No creo que eso le hiciera mucho bien a la popularidad de Wolfe entre los demás periodistas, raza tendente a la izquierda-más-maniquea donde las haya, ni entre los críticos literarios situados también en el extremo político de la hipocresía y la vaciedad intelectual. Por otro lado, cuando Wolfe mantiene que la Universidad americana es un fracaso, uno infiere que se trata de un auténtico fracaso de izquierdas, pues, junto con los medios de comunicación de masas, los claustros académicos son el bastión más hostil de los izquierdistas. Y así aparece en cierto pasaje clarividente verdaderamente inolvidable de Soy Charlotte Simmons.
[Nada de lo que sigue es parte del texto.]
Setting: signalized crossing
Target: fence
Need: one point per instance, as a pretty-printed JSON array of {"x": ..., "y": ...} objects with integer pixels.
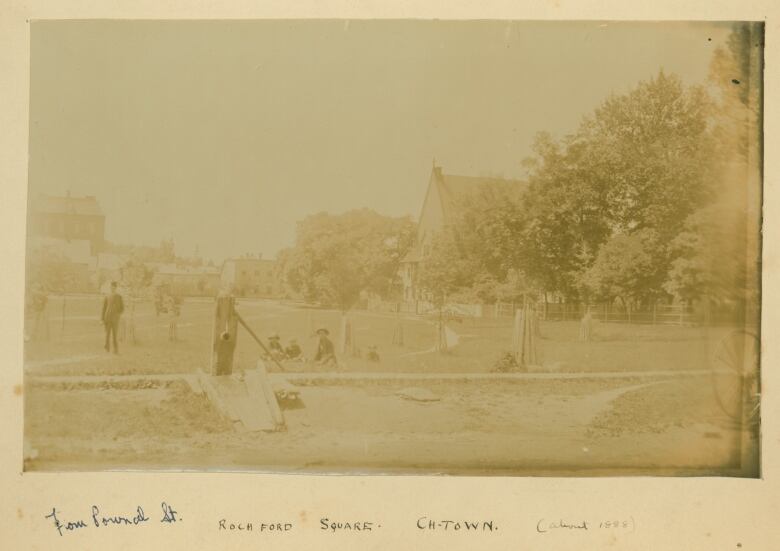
[{"x": 657, "y": 314}]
Así pues, Tom Wolfe se había ganado tantos enemigos que resultaba providencial que, cuando tuvieron oportunidad, se lanzaran contra su cuello con un voraz apetito de carne conservadora. (Por otro lado, el propio Wolfe no se considera un conservador, aunque ése es otro asunto.)
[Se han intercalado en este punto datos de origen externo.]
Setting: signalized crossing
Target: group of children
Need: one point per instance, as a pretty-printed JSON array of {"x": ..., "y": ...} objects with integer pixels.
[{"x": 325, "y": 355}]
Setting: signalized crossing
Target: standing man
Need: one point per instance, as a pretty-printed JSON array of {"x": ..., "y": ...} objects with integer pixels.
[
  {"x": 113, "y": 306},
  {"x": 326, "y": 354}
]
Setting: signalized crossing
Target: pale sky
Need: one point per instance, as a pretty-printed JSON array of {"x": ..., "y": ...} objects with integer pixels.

¿Estoy diciendo que Soy Charlotte Simmons es una obra maestra demonizada por los izquierdistas y esa feminista radical del New York Times, Michiko Kakutani? De hecho, no. La última obra de Wolfe es peor que sus dos novelas previas, aunque ciertamente mejor de lo que los roñosos de las letras tratan de hacernos creer. Muchas de las críticas destructivas vertidas sobre SCS pasan por alto la teoría novelística de Tom Wolfe, según la cual la novela debe ser un reflejo honesto de la sociedad y debe ser asimismo fruto de una profunda investigación previa. Por tanto, sus argumentos se encuentran con el muro de hormigón de los principios de Wolfe; a veces da la sensación de que Uno y otros hablan de cosas completamente distintas.
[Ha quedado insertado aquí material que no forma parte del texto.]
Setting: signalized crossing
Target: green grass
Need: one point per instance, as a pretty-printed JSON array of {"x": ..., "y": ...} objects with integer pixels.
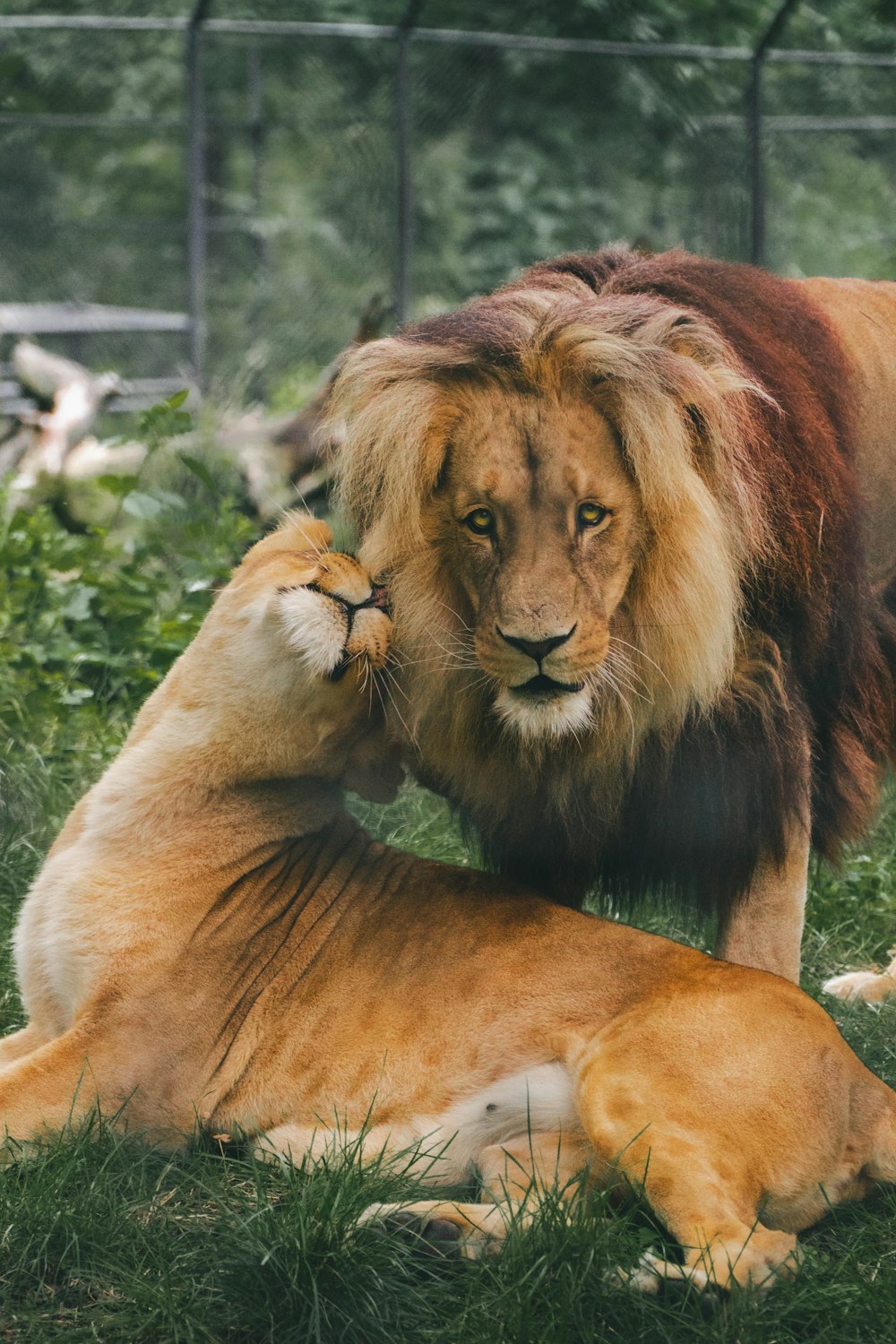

Soy Charlotte Simmons es una hipérbole clínica cuyo objeto consiste en hacer comprender la sociedad, o por lo menor una fracción específica y bien definida, mediante técnicas que van desde lo puramente periodístico, como las precisas descripciones arquitectónicas de los espacios universitarios, hasta lo sociológico y zoológico, como por ejemplo la cárnica narración de la iniciación sexual de Charlotte con un verdadero depredador de féminas. E incluso esto se ha pasado por alto, debido quizá a que Tom Wolfe es el Enemigo.

Posdata: releeré SCS y entonces escribiré mi propia crítica de la novela.